In the film, the action starts right out of the gate with a boy in a cage being delivered up to a strange place. Upon his arrival, he encounters a group of boys, each of which arrived in the same way. The boys created a sort of primitive community in a beautiful green glade. Each boy is assigned a specific role in order to contribute to their survival. None of them are able to remember where they came from or their life before arriving.
The plot quickly begins to revolve around the boys who have been deemed maze runners. The glade in which the community resides is surrounded, or I should say enclosed, by a gigantic stone maze. The maze runners run through the maze trying to find out more about it in order to eventually escape. But, the maze is unsolvable because it changes shape each day and is too dangerous to stay in overnight.

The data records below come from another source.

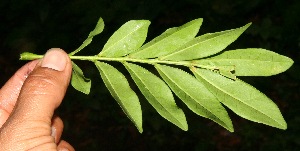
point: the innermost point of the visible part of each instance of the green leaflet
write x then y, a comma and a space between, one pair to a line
206, 45
195, 95
126, 39
119, 88
98, 29
251, 62
215, 83
78, 81
169, 41
242, 98
158, 94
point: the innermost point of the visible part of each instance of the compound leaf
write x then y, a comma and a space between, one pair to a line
126, 39
98, 29
78, 81
195, 95
168, 41
206, 45
251, 62
119, 88
158, 94
242, 98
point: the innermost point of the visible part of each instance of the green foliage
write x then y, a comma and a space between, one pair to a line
214, 82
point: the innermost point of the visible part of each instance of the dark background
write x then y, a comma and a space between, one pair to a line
96, 122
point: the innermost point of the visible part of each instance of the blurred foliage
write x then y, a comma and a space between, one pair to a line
96, 122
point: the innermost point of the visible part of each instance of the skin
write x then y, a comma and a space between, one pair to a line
27, 103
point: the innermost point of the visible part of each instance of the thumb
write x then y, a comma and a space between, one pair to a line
44, 88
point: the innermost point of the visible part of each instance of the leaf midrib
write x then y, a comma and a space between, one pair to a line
194, 99
240, 100
155, 97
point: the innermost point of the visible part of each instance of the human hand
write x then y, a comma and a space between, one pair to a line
28, 101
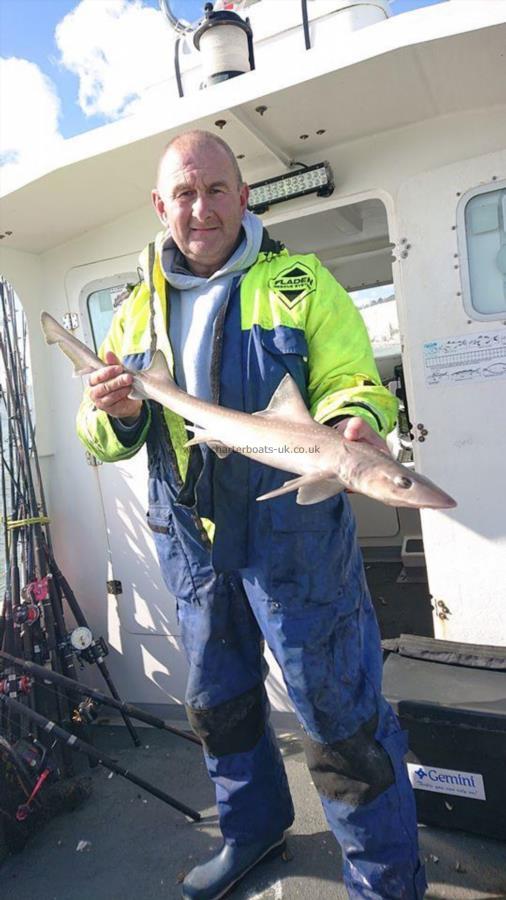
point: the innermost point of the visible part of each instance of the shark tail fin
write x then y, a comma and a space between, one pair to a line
55, 333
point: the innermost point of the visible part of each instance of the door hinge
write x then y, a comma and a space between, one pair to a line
92, 460
71, 321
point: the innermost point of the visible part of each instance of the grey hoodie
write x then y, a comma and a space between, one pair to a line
195, 303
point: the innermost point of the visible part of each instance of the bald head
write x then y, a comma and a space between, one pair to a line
198, 140
201, 197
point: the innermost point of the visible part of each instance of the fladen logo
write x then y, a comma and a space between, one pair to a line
293, 284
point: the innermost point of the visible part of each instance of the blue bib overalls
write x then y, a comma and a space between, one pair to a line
292, 576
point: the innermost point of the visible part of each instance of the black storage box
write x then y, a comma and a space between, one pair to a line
451, 699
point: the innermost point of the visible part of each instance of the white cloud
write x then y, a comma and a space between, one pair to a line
118, 49
29, 111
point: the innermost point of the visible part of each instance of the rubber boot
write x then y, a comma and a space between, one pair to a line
222, 872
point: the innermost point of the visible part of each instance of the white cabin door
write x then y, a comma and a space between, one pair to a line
455, 368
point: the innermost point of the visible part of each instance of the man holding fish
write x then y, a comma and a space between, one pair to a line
233, 313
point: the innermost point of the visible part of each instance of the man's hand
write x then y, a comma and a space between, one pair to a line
356, 429
109, 389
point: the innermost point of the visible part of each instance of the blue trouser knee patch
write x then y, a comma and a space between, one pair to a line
228, 708
379, 839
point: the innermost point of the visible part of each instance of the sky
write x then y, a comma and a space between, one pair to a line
67, 66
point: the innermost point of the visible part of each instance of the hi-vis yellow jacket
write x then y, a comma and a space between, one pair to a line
286, 314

The main protagonist Thomas (Dylan O’Brien) quickly interjects himself into the maze runner role, against the wishes of the community. But it isn’t long until he proves himself capable of the role when he becomes the first boy to kill what they call a “griever.” His arrival marks the beginning of new hope for the boys’ escape. At this point, one must wonder why none of the boys had ever killed a “griever” before the arrival of Thomas.
The “grievers” are cyborg spiders residing within the maze. They are the main threat keeping the boys confined to the glade, and they come off as an incredibly hokey aspect of the film. However, this may be really enjoyable for fans of corny science fiction.

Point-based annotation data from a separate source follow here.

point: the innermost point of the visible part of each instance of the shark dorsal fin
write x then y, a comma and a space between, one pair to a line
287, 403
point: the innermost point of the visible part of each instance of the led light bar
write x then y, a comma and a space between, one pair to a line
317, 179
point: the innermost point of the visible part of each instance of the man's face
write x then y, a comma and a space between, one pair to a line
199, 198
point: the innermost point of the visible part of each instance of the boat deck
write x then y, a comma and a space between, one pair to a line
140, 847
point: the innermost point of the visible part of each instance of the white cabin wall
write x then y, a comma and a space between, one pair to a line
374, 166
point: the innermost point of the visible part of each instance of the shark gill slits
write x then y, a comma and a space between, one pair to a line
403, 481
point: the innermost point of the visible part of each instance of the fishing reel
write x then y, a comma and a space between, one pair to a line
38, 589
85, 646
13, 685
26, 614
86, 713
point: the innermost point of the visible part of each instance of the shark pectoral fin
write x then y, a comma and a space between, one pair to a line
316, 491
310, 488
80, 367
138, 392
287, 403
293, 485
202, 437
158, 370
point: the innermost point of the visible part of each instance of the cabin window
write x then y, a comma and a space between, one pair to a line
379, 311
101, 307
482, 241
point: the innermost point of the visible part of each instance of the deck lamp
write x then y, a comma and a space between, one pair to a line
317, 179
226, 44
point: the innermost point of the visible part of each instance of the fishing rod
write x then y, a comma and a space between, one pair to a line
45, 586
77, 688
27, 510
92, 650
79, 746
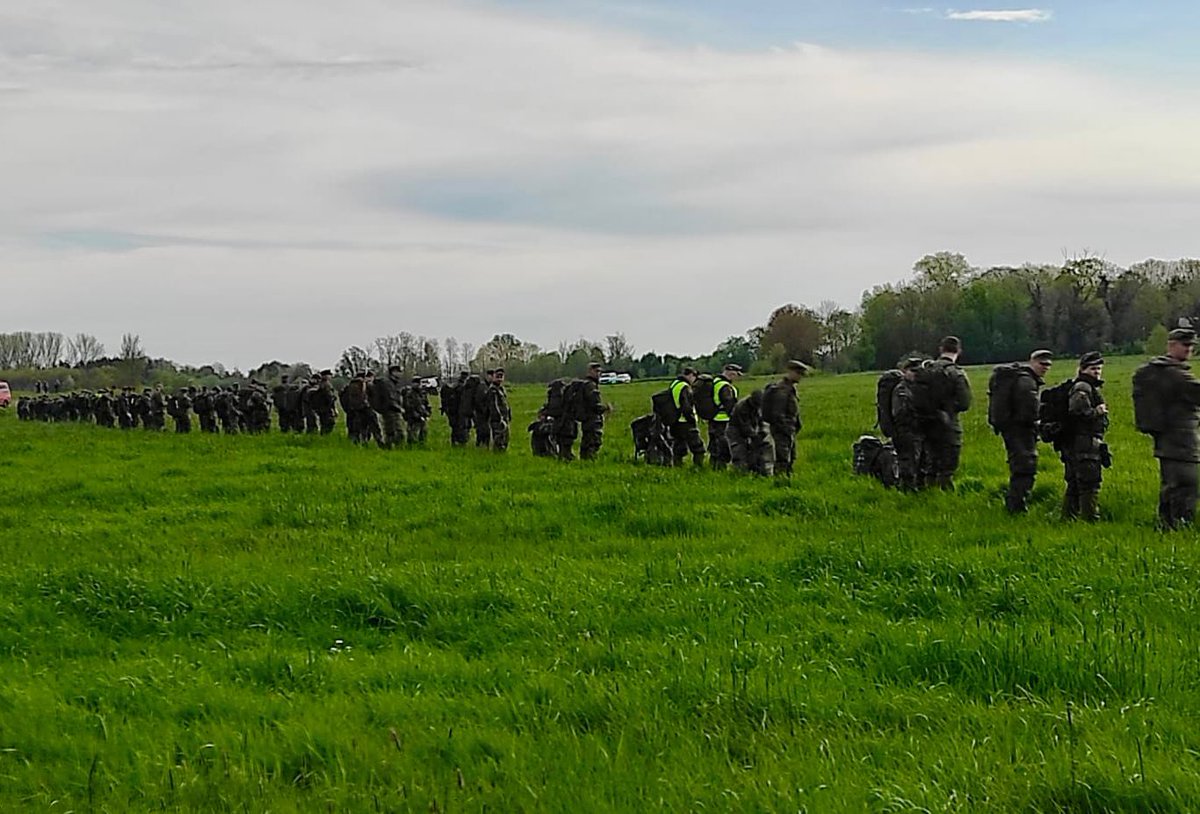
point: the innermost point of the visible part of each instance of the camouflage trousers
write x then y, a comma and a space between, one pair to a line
592, 437
784, 440
483, 430
499, 432
393, 430
754, 453
719, 454
685, 438
418, 431
910, 450
1177, 494
1021, 444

I have not had a chance to read the series myself, but something tells me details were left out of the film which would have brought the quality of the plot up a level.
Unfortunately, the plot is poorly developed in crucial areas which could have made the film great, had they been further developed. For example, the creators of the strange place and the robotic spiders are not given much depth. The lack of detail in this area is what gives the execution of the plot a make-believe feel. Perhaps this part of the plot is purposefully left open to lay the ground work for the rest of the series to be made into film.
All criticism aside, what makes “The Maze Runner” enjoyable is that it stems from a unique idea. It takes the audience on a new adventure. However, I would hardly say the film aims to please a young adult audience. Its execution seems tailored for tweens. It lacks any real graphic violence, staying well within its PG rating.
I give “Maze Runner” 3 out of 5 stars.